Jakarta (ANTARA News) - Menteri Koordinator Perekonomian, Hatta Rajasa, mengatakan bahwa pemerintah sedang mempertimbangkan untuk melakukan ekspor beras jenis premium asal Sulawesi Selatan (Sulsesl) sebanyak 50.000 ton ke Korea Selatan (Korsel).

"Kita masih menjajaki karena permintaan itu dari Korea Selatan. Sekitar 50.000an ton, sedang kita evaluasi final, ada pasar lah di situ. Ini permintaan Gubernur Sulawesi ke Menteri Pertanian, nanti kita bahas," ujarnya seusai rapat koordinasi di Jakarta, Rabu.

Hatta mengatakan, pemerintah Provinsi Sulses memiliki stok beras premium hingga 200.000 ton yang tidak bisa terserap pasar dan beras tersebut merupakan jenis organik yang berkualitas baik.

"Mereka punya 200.000an ton, tapi kita tidak ingin melepas sebanyak itu. Kita ingin menunjukkan ada beras tertentu yang produksi di tanah air memiliki kualitas sehingga kita ingin menunjukkan bahwa Indonesia berpotensi ke depan sebagai suplai tidak hanya negeri kita," ujarnya.

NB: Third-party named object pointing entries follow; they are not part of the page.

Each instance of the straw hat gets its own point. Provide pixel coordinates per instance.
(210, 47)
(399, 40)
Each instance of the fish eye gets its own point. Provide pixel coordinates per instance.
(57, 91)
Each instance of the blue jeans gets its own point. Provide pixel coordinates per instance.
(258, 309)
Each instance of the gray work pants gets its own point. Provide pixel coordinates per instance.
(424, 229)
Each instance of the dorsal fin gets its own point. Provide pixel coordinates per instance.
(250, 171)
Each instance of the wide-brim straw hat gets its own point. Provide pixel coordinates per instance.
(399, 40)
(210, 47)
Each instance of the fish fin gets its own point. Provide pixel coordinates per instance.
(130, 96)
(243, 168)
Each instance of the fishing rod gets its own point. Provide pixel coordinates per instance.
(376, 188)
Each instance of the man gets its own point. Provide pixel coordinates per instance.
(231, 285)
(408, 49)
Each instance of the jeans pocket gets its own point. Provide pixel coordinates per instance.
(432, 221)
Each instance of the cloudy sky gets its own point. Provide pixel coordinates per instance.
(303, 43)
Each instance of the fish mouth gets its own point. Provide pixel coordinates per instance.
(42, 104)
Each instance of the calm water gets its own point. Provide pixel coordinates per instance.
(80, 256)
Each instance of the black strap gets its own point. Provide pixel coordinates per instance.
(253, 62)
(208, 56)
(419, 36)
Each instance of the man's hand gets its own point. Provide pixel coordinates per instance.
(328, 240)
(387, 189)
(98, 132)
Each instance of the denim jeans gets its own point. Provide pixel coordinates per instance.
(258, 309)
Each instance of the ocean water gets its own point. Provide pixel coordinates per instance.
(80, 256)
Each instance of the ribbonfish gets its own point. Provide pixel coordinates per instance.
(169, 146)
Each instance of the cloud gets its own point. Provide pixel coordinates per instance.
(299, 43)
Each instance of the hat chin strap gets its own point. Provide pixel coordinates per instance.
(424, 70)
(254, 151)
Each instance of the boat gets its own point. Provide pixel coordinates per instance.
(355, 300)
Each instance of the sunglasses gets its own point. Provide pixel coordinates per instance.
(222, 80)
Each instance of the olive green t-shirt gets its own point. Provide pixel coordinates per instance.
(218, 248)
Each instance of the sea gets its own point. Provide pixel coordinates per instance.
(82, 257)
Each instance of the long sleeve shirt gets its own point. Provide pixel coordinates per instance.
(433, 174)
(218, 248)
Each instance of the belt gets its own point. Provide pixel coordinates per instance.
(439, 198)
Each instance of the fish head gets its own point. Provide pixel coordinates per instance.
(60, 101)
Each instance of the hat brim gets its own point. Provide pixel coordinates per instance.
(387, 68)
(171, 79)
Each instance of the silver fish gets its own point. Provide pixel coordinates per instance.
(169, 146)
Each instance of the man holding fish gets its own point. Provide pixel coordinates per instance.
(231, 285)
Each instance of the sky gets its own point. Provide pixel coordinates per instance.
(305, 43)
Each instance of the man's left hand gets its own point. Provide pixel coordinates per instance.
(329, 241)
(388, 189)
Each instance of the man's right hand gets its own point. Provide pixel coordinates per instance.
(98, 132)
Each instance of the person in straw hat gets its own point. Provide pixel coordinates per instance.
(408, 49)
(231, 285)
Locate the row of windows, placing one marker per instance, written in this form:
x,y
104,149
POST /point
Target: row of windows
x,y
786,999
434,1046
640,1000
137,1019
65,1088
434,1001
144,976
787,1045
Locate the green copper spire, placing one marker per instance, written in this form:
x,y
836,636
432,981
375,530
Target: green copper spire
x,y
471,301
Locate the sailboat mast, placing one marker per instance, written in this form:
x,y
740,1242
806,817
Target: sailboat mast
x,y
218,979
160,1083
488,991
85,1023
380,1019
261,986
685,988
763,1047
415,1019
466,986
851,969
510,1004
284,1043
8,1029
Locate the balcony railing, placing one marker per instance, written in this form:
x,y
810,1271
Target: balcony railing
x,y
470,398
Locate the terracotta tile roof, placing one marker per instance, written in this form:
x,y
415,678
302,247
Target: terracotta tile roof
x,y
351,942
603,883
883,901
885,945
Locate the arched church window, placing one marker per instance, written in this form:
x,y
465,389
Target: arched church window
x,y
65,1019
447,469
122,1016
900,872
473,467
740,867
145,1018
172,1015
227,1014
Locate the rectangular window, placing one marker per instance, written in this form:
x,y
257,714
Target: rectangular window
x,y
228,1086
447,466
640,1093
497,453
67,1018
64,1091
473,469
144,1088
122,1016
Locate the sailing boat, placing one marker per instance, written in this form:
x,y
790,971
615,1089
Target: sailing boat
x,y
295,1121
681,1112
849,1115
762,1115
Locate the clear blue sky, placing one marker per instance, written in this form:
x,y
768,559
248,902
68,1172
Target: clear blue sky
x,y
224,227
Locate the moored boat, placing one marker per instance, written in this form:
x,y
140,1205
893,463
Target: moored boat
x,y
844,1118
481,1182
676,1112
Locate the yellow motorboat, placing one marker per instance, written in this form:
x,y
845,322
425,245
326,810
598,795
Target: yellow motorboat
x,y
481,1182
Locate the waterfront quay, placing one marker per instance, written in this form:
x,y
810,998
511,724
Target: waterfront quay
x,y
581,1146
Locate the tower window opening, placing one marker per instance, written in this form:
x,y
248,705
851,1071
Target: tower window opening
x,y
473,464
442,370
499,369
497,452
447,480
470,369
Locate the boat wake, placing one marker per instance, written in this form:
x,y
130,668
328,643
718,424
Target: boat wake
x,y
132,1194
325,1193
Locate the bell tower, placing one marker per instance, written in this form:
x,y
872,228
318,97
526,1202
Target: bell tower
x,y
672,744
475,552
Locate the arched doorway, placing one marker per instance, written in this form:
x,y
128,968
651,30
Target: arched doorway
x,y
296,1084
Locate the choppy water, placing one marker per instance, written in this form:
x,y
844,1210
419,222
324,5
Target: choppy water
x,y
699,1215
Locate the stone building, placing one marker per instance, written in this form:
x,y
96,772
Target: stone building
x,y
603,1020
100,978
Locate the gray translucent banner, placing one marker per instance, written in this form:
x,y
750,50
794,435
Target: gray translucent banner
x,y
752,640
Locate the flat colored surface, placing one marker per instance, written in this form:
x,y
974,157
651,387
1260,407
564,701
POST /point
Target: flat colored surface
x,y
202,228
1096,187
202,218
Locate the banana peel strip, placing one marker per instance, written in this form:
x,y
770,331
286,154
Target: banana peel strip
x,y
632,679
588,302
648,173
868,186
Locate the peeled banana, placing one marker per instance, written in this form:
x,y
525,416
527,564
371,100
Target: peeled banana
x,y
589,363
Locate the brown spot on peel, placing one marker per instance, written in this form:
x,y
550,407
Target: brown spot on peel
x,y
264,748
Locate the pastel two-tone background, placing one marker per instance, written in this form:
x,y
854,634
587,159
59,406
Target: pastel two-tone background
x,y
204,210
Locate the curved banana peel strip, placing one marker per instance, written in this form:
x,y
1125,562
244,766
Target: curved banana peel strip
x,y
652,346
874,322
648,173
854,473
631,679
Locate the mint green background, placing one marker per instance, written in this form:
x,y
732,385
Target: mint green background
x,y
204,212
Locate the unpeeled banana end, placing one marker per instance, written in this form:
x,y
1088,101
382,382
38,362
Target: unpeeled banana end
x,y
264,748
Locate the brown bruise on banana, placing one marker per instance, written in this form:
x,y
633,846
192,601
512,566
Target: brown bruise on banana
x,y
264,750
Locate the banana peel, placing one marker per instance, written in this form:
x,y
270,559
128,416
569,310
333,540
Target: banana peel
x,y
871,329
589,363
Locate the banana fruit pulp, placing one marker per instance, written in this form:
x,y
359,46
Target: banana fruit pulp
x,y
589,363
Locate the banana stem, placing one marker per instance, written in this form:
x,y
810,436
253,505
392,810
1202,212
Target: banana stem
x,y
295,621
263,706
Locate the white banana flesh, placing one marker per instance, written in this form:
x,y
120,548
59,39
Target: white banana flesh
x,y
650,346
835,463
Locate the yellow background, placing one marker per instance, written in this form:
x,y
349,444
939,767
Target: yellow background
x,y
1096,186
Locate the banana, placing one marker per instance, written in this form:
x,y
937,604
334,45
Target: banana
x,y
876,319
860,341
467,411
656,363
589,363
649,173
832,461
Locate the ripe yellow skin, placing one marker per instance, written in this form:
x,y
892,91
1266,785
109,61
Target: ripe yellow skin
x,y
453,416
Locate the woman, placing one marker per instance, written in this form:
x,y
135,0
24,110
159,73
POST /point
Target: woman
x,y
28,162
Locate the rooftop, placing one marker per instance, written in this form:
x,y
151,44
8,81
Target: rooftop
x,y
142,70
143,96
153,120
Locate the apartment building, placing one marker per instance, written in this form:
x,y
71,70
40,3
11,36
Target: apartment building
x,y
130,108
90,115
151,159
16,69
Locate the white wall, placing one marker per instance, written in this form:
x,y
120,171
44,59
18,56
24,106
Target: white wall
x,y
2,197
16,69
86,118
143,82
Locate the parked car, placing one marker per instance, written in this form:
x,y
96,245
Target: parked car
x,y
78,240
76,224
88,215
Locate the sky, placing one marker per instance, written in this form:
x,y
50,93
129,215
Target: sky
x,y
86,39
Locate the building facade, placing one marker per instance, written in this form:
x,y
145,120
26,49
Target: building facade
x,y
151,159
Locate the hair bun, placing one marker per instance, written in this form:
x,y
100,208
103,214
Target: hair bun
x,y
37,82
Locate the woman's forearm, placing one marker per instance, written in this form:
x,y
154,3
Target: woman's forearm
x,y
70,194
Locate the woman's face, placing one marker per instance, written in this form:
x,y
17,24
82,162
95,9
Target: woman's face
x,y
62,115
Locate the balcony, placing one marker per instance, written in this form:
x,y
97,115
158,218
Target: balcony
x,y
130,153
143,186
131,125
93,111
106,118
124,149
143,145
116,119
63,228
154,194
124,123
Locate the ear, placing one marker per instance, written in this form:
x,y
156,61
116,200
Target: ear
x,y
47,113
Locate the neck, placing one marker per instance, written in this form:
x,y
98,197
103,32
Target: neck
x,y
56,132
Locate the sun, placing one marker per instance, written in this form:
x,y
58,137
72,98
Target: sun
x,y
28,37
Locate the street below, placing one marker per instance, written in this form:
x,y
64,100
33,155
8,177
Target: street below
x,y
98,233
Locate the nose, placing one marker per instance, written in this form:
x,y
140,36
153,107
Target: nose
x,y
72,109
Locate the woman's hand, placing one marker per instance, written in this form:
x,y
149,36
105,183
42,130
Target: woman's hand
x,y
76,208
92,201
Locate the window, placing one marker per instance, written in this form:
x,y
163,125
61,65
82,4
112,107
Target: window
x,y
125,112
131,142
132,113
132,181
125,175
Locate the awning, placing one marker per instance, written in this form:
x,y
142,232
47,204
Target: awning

Untuk pengadaan beras dalam negeri, Hatta memastikan, Bulog akan meningkatkan ketersediaan stok beras hingga 1,5 juta hingga 2 juta ton sebagai cadangan untuk antisipasi terhadap iklim yang diperkirakan makin bergejolak pada tahun depan.

"Kita sebagian kita isi dengan impor, bukan berarti kita tidak ada beras tapi meningkatkan cadangan. Dunia sekarang juga masing-masing negara meningkatkan cadangannya, berjaga-jaga. Antisipasi perubahan iklim tahun depan ingat, sudah diingatkan BMKG, tahun depan terjadi el nino," ujar Hatta.

Menteri Pertanian, Suswono, dalam kesempatam yang sama mengatakan bahwa saat ini Indonesia lebih dominan menggunakan beras medium dan pertimbangan ekspor dilakukan karena harga pasaran beras premium di Korsel bisa mencapai Rp40.000 hingga Rp50.000 per kilogram.

"Ini kan beras premium, kalau premium kan beras mahal. Anda tahu di Korsel itu sekilo bisa sampai Rp40.000 hingga Rp50.000. Harga beras kita termasuk murah, apalagi premium. Harga premium kita seharga R10.000 saja sudah bagus kan," ujarnya.

Suswono mengatakan, belum ada keputusan apa pun terkait ekspor beras premium tersebut, namun hal itu bisa menguntungkan bagi petani lahan sempit yang mengembangkan bibit padi transorganik karena beras premium lebih banyak mengandung protein ketimbang karbohidrat.

"Ini kan pasar bebas, terserah mereka mau makan beras apa. Kalau bisa untuk ekspor, kan bisa menguntungkan. Sementara kita baru berikan itu, tapi nanti kita evaluasi benar tidak realisasi itu dan bagaimana permintaan yang ada, nanti kita lihat perkembangannya," ujarnya menambahkan.